Lutz: Die endgültigen Zahlen haben wir erst Ende März. Mit der Entwicklung bin ich aber zufrieden (Anmerkung der Redaktion: detaillierte Zahlen in der Übersicht auf Seite 12).


In allen Geschäftsfeldern?


Lutz: Die tragende Säule wird wie in den vergangenen Jahren wieder die Energiesparte sein und dort besonders die Erneuerbaren Energien. Die Agrartechnik ist ebenfalls hervorragend gelaufen. Der Bereich Baustoffe hat sich stabilisiert. Wir haben dort die Re-strukturierung abgeschlossen. Schwieriger war der Obstsektor. Die hiesige Ernte war aufgrund der Frostschäden ein Desaster und auch in Neuseeland gab es einige Qualitätsprobleme, aber am Ende wird es dort zufriedenstellend gelaufen sein. Schwierig ist und bleibt der klassische Agrarhandel. Dort lief das internationale Geschäft deutlich besser als das deutsche.


Woran liegt das?


Lutz: Erstens haben wir ein Strukturproblem in der Landwirtschaft. Unsere Betriebe sind im internationalen Vergleich deutlich kleiner. Zweitens waren die Getreide- und Sojapreise aufgrund der weltweit guten Ernte eher bescheiden. Das trifft auch den Handel. Und drittens belastet uns das Auf und Ab der Preise. Die Aktivitäten der großen Hedgefonds an der Chicagoer Börse koppeln sich immer mehr von der realen Welt ab. So wurde 2017 die komplette Weltsojaernte in Chicago 28 Mal ge- und verkauft – virtuell natürlich. Das jagt die Preise rauf und runter, ohne dass sich an der Erntemenge irgendetwas geändert hat.

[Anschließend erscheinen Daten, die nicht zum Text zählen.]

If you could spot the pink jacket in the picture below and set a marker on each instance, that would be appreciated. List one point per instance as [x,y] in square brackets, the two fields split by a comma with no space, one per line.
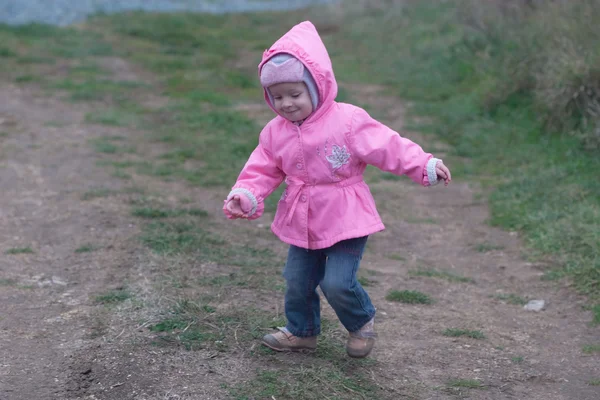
[322,161]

Was heißt das für das Gesamtergebnis?


Lutz: Das wird zufriedenstellend ausfallen. Deshalb streben wir auch wieder eine Dividendenerhöhung an.

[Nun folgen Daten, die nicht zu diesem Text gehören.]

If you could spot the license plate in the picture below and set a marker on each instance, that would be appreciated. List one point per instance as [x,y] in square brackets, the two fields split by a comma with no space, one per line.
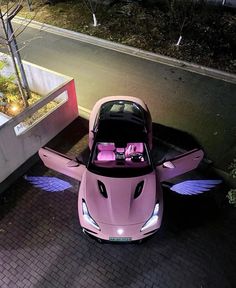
[120,239]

Im Dezember haben Sie den britischen Getreidehändler Premium Crops übernommen und Ihr internationales Getreidegeschäft weiter ausgebaut. Welche Strategie steht dahinter?

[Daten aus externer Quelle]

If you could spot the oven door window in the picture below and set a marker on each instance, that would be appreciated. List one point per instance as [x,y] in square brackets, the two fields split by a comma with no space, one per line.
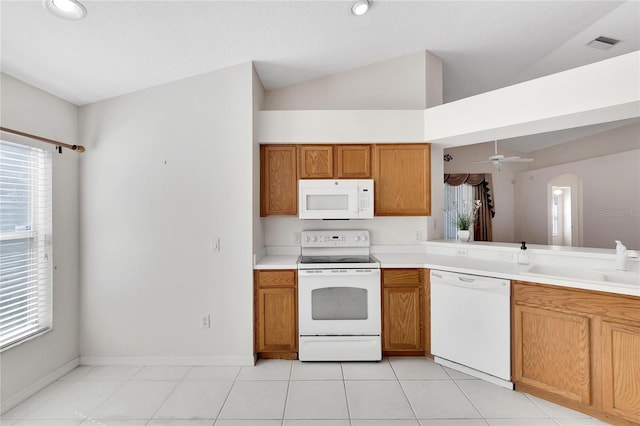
[339,303]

Lutz: Wir bauen unser Spezialitätengeschäft weiter aus. Premium Crops vertreibt unter anderem pflanzliche Bestandteile für Plastikprodukte. Damit erschließen wir neue Kunden. Dass die Strategie aufgeht, zeigt unser niederländischer Spezialitätenhändler Tracomex, den wir Ende 2016 erworben haben. Das Unternehmen hat 2017 erheblich zu unserer Ergebnisverbesserung beigetragen. Deshalb werden wir diesen Weg weitergehen.


Ziehen Sie sich aus dem klassischen Getreide- und Sojageschäft weiter zurück?


Lutz: Nein. Die Spezialitäten ergänzen unser traditionelles Geschäft.


Welche Umsatzanteile soll das Spezialitätengeschäft im Vergleich zum klassischen Agrarhandel erreichen?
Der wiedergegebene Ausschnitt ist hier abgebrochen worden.